The Pancreatic Cancer Action Network’s (PanCAN) Patient Registry is a global online database created to look for patterns in treatments, side effect management and diagnostics that will lead to improved treatment options and outcomes for patients.
“It is wonderful to have an ASCO meeting featuring and focusing on topics that ultimately influence health outcomes as much as – if not more than – the latest and greatest drug,” said Arjun Gupta, MBBS, oncology fellow at Johns Hopkins Sidney Kimmel Comprehensive Cancer Center.
“These topics include equity and disparity, policy, cost, care delivery, technology, innovation, quality and safety. Having this dedicated ‘quality’ meeting is a fantastic avenue to bring together stakeholders across the care continuum – including patients and advocates, caregivers, healthcare workers, researchers and policymakers.”

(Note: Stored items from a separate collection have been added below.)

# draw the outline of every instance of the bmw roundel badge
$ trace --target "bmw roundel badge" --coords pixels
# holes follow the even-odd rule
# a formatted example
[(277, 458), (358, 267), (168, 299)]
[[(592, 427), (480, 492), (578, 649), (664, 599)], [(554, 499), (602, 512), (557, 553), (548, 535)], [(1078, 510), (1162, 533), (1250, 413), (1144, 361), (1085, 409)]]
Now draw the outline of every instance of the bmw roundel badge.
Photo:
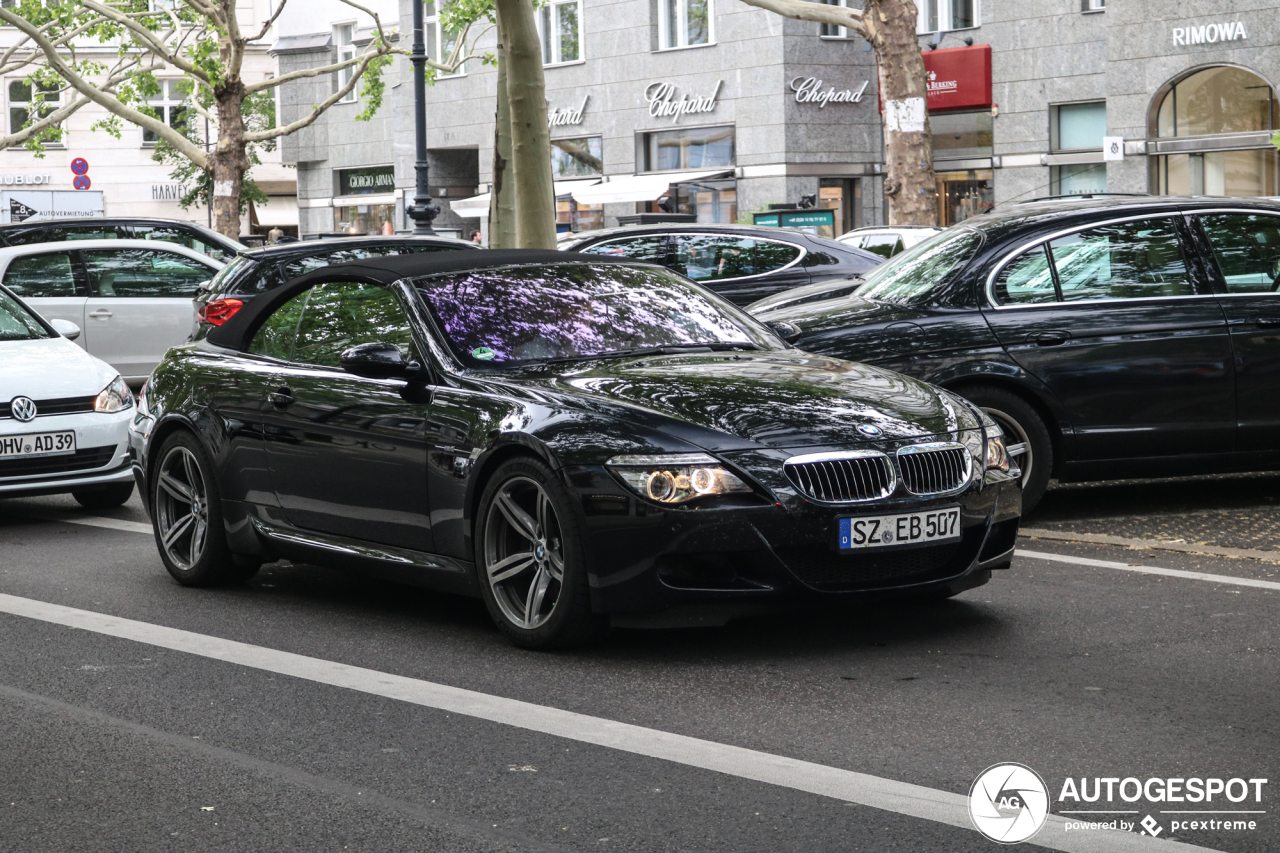
[(14, 397), (9, 401), (9, 412), (15, 420), (29, 423), (36, 418), (36, 404), (30, 397)]
[(877, 435), (879, 435), (883, 431), (884, 430), (880, 429), (880, 427), (872, 426), (871, 424), (862, 424), (861, 426), (858, 427), (858, 432), (862, 433), (863, 435), (870, 436), (871, 438), (875, 438)]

Gupta is the first author and presenter of the poster featuring Patient Registry data at the Quality Care Symposium. His work on this project was recognized with a prestigious ASCO Merit Award, which includes a monetary stipend.
Because the meeting is virtual this year, eliminating the cost of travel, Gupta will pay the funds forward and use them to obtain a dataset he’s wanted to explore for a long time, to study financial toxicity in patients with pancreatic cancer.
Results from PanCAN’s Patient Registry being presented at the meeting explore using patient-reported outcomes to identify and understand differences by age and treatment site regarding patients’ outlook, symptoms, treatment patterns and side effects.
“Patients often look for information online about their condition,” explained Ryan Nipp, MD, oncologist and cancer outcomes researcher at Massachusetts General Hospital and senior author of the study.
“PanCAN provides a reliable and useful resource for patients and their loved ones.”
Gupta, Nipp, members of PanCAN’s Scientific & Medical Affairs team and collaborators from other institutions around the country came together to ask an important question through PanCAN’s Patient Registry: What can we learn from data coming directly from the patient describing their experiences?
Looking at information provided by pancreatic cancer patients who visited our registry from 2015 to 2019, the research team focused on differences in treatment patterns, patient perspectives and outcomes – and how these were influenced by factors such as the patient’s age and the type of hospital where they received care.
Gathering information directly from the patients’ voices provided great value to the research team.
“Of the more than 2,800 patients who visited the registry over those four years, more than 70% completed at least one survey, and 10% actually returned at multiple time points to re-enter information,” Gupta said.
“This was completely voluntary!”
Through patients’ willingness to share their disease information, the research team recognized some patterns dependent on patients’ age or where they’re receiving treatment. For example, they found that patients older than 65 were more likely to experience constipation, whereas those younger than 65 described feeling more hopeful about their disease and treatment course.
Based on the information being presented at the ASCO Quality Care Symposium, the team is hoping to also publish these findings to make them available for a wider audience. “We hope that our results can be used by other organizations to inform future efforts to create reliable and useful patient registries,” Nipp said.
When asked what message he had for patients with pancreatic cancer today, Nipp said, “We are working tirelessly to improve the quality of life and care for these individuals and their families.”